Pourquoi alors ne souhaitons-nous pas de l’instauration du CV anonyme ? Les raisons qui conduisent à nous y opposer sont multiples et tiennent en premier lieu à l’inefficacité du procédé au regard des objectifs qui lui sont assignés. Elles sont parfaitement résumées par Fo Niemi, directeur du Centre de recherche-action sur les relations raciales (Crarr) à Montréal. «Le CV anonyme perpétue le racisme et d’autres formes de discrimination dans la sélection et l’embauche ; il envoie un message de dévalorisation et de marginalisation de l’origine ethnique d’une personne, surtout celle de souche non européenne ; il encourage une fausse représentation et un détournement de la vérité sur soi qui pénalisera le candidat lors de l’entretien ; il est l’antithèse d’une société comme la nôtre où les caractéristiques personnelles sont des motifs de non-discrimination et où la diversité ethnique est protégée par la loi ; il ne peut pas cacher l’origine ethnique ou le sexe de la personne, entre autres, au stade l’entretien ; il cache et institutionnalise le racisme au lieu de l’exposer ; il fournit aux employeurs incriminés un alibi habile en ne faisant que déplacer le lieu et le moment de leurs pratiques discriminatoires… In fine, le CV anonyme ne saurait constituer une démarche efficace pour lutter contre le racisme institutionnalisé en milieu de travail.»

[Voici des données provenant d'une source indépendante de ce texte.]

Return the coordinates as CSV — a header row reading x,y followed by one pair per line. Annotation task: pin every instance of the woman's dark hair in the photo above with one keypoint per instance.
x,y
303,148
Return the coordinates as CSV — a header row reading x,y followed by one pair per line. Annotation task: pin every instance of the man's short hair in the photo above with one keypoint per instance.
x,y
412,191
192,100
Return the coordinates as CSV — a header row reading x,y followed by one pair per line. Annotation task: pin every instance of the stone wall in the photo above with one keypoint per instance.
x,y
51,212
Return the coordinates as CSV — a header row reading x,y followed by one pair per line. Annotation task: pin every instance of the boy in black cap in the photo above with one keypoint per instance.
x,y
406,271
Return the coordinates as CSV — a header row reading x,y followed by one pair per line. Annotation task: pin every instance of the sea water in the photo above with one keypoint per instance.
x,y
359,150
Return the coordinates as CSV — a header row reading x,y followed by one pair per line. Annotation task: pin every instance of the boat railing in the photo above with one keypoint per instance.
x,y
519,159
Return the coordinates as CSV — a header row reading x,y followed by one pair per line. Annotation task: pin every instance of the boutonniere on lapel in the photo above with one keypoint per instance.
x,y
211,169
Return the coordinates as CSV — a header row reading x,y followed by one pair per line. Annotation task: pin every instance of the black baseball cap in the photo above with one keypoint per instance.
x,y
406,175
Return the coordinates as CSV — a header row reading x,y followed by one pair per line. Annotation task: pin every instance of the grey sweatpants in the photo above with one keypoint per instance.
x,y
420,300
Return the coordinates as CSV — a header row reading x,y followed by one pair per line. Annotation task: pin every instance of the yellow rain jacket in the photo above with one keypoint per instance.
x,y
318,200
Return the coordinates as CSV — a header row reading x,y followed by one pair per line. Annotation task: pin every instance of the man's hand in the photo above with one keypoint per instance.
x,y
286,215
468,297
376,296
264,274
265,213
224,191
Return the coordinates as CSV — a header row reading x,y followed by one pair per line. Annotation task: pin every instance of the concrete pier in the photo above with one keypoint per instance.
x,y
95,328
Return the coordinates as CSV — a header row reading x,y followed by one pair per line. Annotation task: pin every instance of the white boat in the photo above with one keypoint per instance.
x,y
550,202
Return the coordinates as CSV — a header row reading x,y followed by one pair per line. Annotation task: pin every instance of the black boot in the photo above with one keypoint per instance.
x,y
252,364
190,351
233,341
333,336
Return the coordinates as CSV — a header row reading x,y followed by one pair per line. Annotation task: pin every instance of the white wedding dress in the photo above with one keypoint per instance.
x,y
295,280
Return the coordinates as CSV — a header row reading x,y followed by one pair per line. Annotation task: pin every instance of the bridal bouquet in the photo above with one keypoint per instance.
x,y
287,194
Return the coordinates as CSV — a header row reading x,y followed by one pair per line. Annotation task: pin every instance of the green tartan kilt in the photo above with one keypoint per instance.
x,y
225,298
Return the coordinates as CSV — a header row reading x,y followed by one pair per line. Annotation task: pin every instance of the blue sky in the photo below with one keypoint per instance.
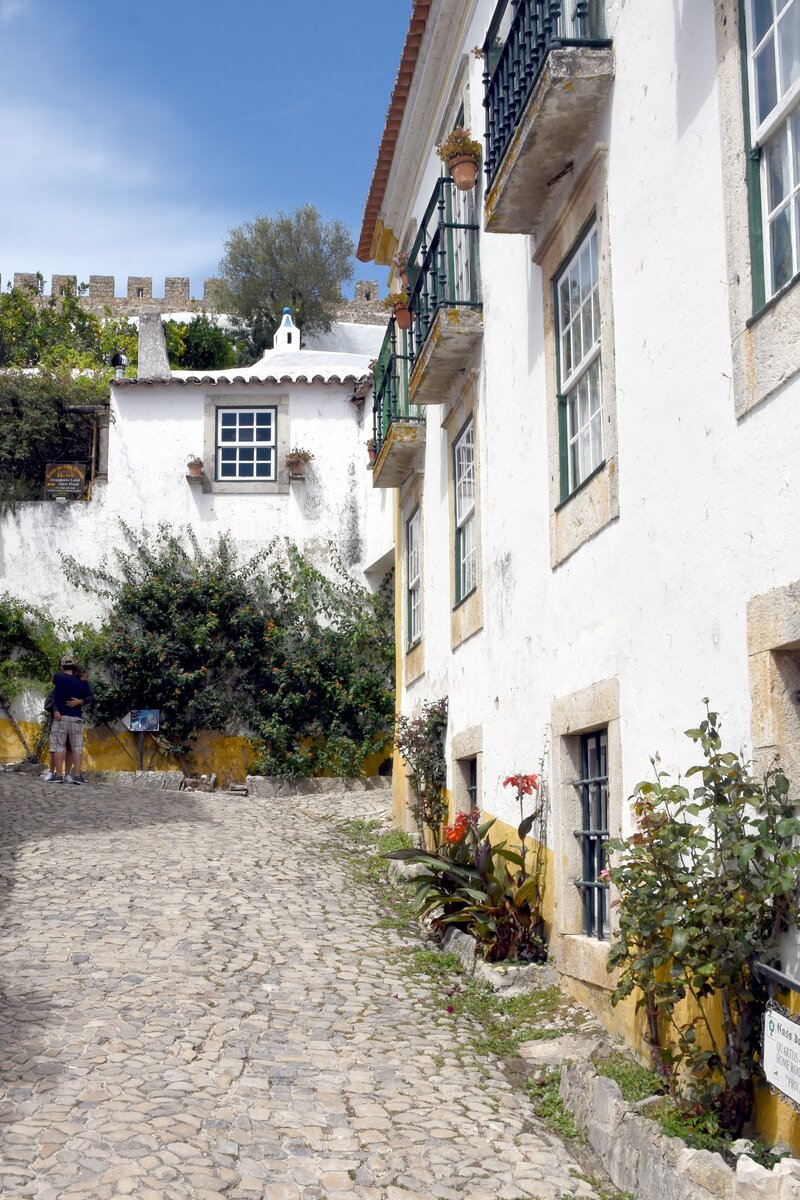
x,y
134,136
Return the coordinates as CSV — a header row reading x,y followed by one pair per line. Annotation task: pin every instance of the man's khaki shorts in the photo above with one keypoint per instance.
x,y
68,729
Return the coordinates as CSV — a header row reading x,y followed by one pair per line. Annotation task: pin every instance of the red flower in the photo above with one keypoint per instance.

Dans une société canadienne, marquée et enrichie ces dernières décennies par une forte immigration en provenance de pays en développement et une explosion démographique des nations autochtones, la diversité ethnique est devenue une réalité et - en principe du moins - une valeur fondamentale. Par conséquent, le maintien des noms qui reflètent cette diversité ethnique est non seulement une pratique affirmative de l’identité culturelle, mais aussi un fait protégé par les lois sur les droits de la personne. Ainsi, le CV anonyme serait l’antithèse de ce fait sociologique et de cette valeur essentiellement canadienne.

Peu de plaintes pour discrimination raciale en milieu professionnel ont été reçues par les tribunaux et les commissions d’enquête, à cause de la difficulté de la preuve et par peur de représailles. Mais les statistiques «ethniques» effectuées par Statistique Canada fournissent des renseignements objectifs, notamment sur le chômage. Elles devraient permettre l’élaboration et l’évaluation des politiques et des programmes publics et améliorer la prise de décisions au profit de tous les Canadiens.

Si en matière d’égalité des chances et de respect de la diversité, l’expérimentation sociale est toujours la bienvenue, il n’est pas certain que celle initiée en France autour du CV anonyme soit la plus opportune. Sur les cent grandes entreprises volontaires pour la mettre en œuvre, gageons que le bilan social qui sera fait de l’opération à de bonnes chances d’apparaître positif, moins par la validité de la procédure en elle-même que parce que lesdites entreprises, pour des raisons d’image évidente, s’engageront dans une politique masquée de quotas - politique à laquelle le président Sarkozy semble aujourd’hui s’opposer. Le «volontarisme républicain» invoqué par ce dernier dans son discours à l’Ecole polytechnique ne doit pas être qu’incantatoire. Le combat pour l’équité en emploi passe d’abord par la volonté de l’Etat d’inscrire la lutte contre les discriminations dans le droit et de doter des instances indépendantes de moyens conséquents pour assister les personnes dans leurs recours contre des pratiques discriminatoires, celles de l’Etat et de ses institutions comprises.